The organisational board in charge of marking the 24th anniversary of the Srebrenica genocide unanimously decided, on Friday, to award Euro-Parliamentarian Igor Soltes with the Potocari Charter for his promotion of the truth and protection of the genocide victims.
“People like Soltes should be the champions of the idea of the European Union because only the truth and justice can ensure lasting peace in the country, the region and Europe,” said the “Mothers of enclaves of Srebrenica and Zepa,” who are also in the organisational board.
The Charter will be awarded during this year's marking of the Genocide, on July 11.

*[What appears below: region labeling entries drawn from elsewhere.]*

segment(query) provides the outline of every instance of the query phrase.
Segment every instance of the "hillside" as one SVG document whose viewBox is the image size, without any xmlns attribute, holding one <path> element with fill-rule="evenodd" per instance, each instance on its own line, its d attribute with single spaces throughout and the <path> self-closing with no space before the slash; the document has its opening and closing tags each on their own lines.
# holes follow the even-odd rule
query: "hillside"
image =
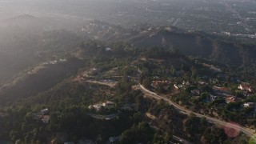
<svg viewBox="0 0 256 144">
<path fill-rule="evenodd" d="M 83 34 L 105 42 L 125 42 L 137 47 L 158 46 L 178 50 L 186 56 L 211 59 L 236 67 L 255 69 L 256 46 L 224 41 L 226 38 L 186 32 L 174 27 L 148 26 L 126 30 L 94 21 L 81 29 Z"/>
</svg>

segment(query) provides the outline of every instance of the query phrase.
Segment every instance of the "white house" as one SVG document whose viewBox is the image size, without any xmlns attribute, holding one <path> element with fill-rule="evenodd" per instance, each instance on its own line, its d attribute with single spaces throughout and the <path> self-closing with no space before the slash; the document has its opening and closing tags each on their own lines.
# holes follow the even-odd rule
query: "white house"
<svg viewBox="0 0 256 144">
<path fill-rule="evenodd" d="M 243 104 L 244 107 L 252 107 L 254 106 L 255 106 L 255 104 L 254 102 L 246 102 L 246 103 Z"/>
</svg>

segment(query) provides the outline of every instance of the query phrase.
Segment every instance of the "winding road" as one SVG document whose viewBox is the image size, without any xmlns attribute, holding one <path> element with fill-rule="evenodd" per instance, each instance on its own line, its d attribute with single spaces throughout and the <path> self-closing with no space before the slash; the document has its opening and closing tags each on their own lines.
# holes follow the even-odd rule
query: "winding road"
<svg viewBox="0 0 256 144">
<path fill-rule="evenodd" d="M 221 120 L 218 120 L 218 119 L 216 119 L 216 118 L 211 118 L 211 117 L 209 117 L 209 116 L 206 116 L 206 115 L 202 115 L 202 114 L 198 114 L 198 113 L 194 113 L 194 112 L 193 112 L 191 110 L 189 110 L 187 109 L 185 109 L 185 108 L 178 106 L 175 102 L 172 102 L 171 100 L 170 100 L 170 99 L 168 99 L 168 98 L 165 98 L 163 96 L 158 95 L 158 94 L 155 94 L 155 93 L 146 89 L 141 84 L 139 84 L 138 86 L 139 86 L 140 89 L 142 90 L 142 91 L 143 91 L 144 94 L 146 94 L 146 96 L 151 97 L 151 98 L 156 98 L 156 99 L 162 99 L 162 100 L 166 101 L 166 102 L 168 102 L 170 105 L 174 106 L 177 110 L 178 110 L 182 114 L 189 115 L 190 114 L 193 113 L 198 118 L 206 118 L 206 120 L 208 122 L 211 122 L 211 123 L 214 123 L 216 125 L 223 126 L 228 127 L 230 129 L 234 129 L 237 131 L 240 131 L 240 132 L 244 133 L 245 134 L 246 134 L 250 138 L 256 138 L 255 134 L 251 130 L 246 129 L 246 127 L 243 127 L 243 126 L 238 126 L 238 125 L 236 125 L 236 124 L 234 124 L 234 123 L 221 121 Z"/>
</svg>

Igor Soltes proposed the amendment to the Resolution, which the European Parliament adopted in 2018. It emphasised that Serbia's fundamental step on its path towards European integration is the recognition of the genocide in Srebrenica and the full acceptance and application of verdicts and decisions of the International Criminal Tribunal for the former Yugoslavia (ICTY), as well as its successor to the International Residual Mechanism for Criminal Courts (MICT).
In April 1993, the UN had declared the besieged enclave of the eastern Bosnian town of Srebrenica a safe area under UN protection.

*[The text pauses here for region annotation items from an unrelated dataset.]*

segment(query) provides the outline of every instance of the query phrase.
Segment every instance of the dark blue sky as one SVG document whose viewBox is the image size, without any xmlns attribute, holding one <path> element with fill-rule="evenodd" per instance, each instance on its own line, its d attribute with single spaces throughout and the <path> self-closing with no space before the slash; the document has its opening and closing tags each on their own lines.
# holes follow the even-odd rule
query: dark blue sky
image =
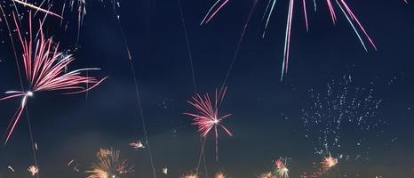
<svg viewBox="0 0 414 178">
<path fill-rule="evenodd" d="M 272 161 L 280 157 L 291 158 L 291 177 L 311 169 L 312 162 L 321 158 L 305 137 L 301 118 L 301 109 L 313 103 L 308 90 L 324 93 L 328 83 L 351 75 L 353 86 L 373 89 L 373 96 L 382 100 L 377 117 L 388 125 L 381 129 L 380 139 L 371 139 L 367 161 L 344 161 L 339 169 L 349 171 L 350 177 L 354 173 L 366 177 L 412 177 L 413 4 L 402 0 L 348 1 L 378 45 L 378 51 L 370 47 L 366 53 L 339 12 L 338 23 L 331 23 L 325 2 L 318 4 L 318 12 L 310 12 L 307 33 L 298 4 L 290 71 L 281 82 L 287 4 L 278 1 L 267 36 L 261 38 L 267 3 L 259 1 L 227 81 L 222 111 L 233 114 L 225 124 L 235 137 L 220 133 L 219 163 L 214 160 L 214 141 L 207 141 L 210 174 L 224 170 L 232 177 L 254 177 L 270 171 Z M 199 93 L 220 87 L 252 1 L 230 1 L 211 23 L 200 26 L 212 4 L 182 1 Z M 194 170 L 200 147 L 191 118 L 182 114 L 192 111 L 186 101 L 194 91 L 179 4 L 176 0 L 123 1 L 120 5 L 117 12 L 132 54 L 157 174 L 162 177 L 161 168 L 168 166 L 171 174 L 164 177 L 177 177 Z M 77 44 L 76 21 L 71 17 L 76 15 L 67 12 L 67 31 L 53 18 L 44 28 L 64 48 L 74 51 L 76 61 L 71 69 L 101 68 L 90 75 L 109 78 L 91 91 L 87 100 L 84 94 L 36 93 L 28 101 L 40 148 L 41 175 L 84 177 L 83 173 L 68 169 L 67 161 L 76 158 L 84 172 L 94 160 L 95 151 L 112 147 L 121 150 L 122 157 L 135 165 L 136 177 L 149 177 L 147 151 L 134 151 L 128 146 L 143 141 L 144 135 L 136 114 L 130 62 L 111 4 L 88 2 Z M 6 28 L 3 22 L 0 25 L 4 41 L 0 44 L 0 91 L 4 92 L 20 85 Z M 6 129 L 18 104 L 19 101 L 0 102 L 2 130 Z M 26 168 L 33 160 L 26 117 L 11 143 L 0 150 L 0 177 L 28 175 Z M 8 165 L 18 171 L 11 174 Z"/>
</svg>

However, in July 1995, the Dutch battalion soldiers failed to prevent the town's capture by the Bosnian Serb forces and the massacre that followed.
More than 8,000 Bosniak men and boys were killed in the days following July 11, 1995, and so far the remains of more than 6,600 have been found and buried.
Two international courts, The International Criminal Tribunal (ICTY) for the Former Yugoslavia and the International Court of Justice (ICJ), ruled that the massacre was an act of genocide.
International and regional courts have sentenced 45 people for what happened in Srebrenica to a total of more than 700 years behind bars.
The board also asked the international community's High Representative, in charge of overseeing the civilian implementation of the Dayton Peace Agreement, that ended the 1992-1995 war in Bosnia, to finally impose the Law Against the Denial of Genocide, through the use of his special powers.
The institution of the High Representative has the so-called Bonn Powers which give every official serving as High Representative to issue decisions, impose laws and discipline politicians by dismissing them from function and barring them from political life in the country, for the sake of speeding up Bosnia's state-building process.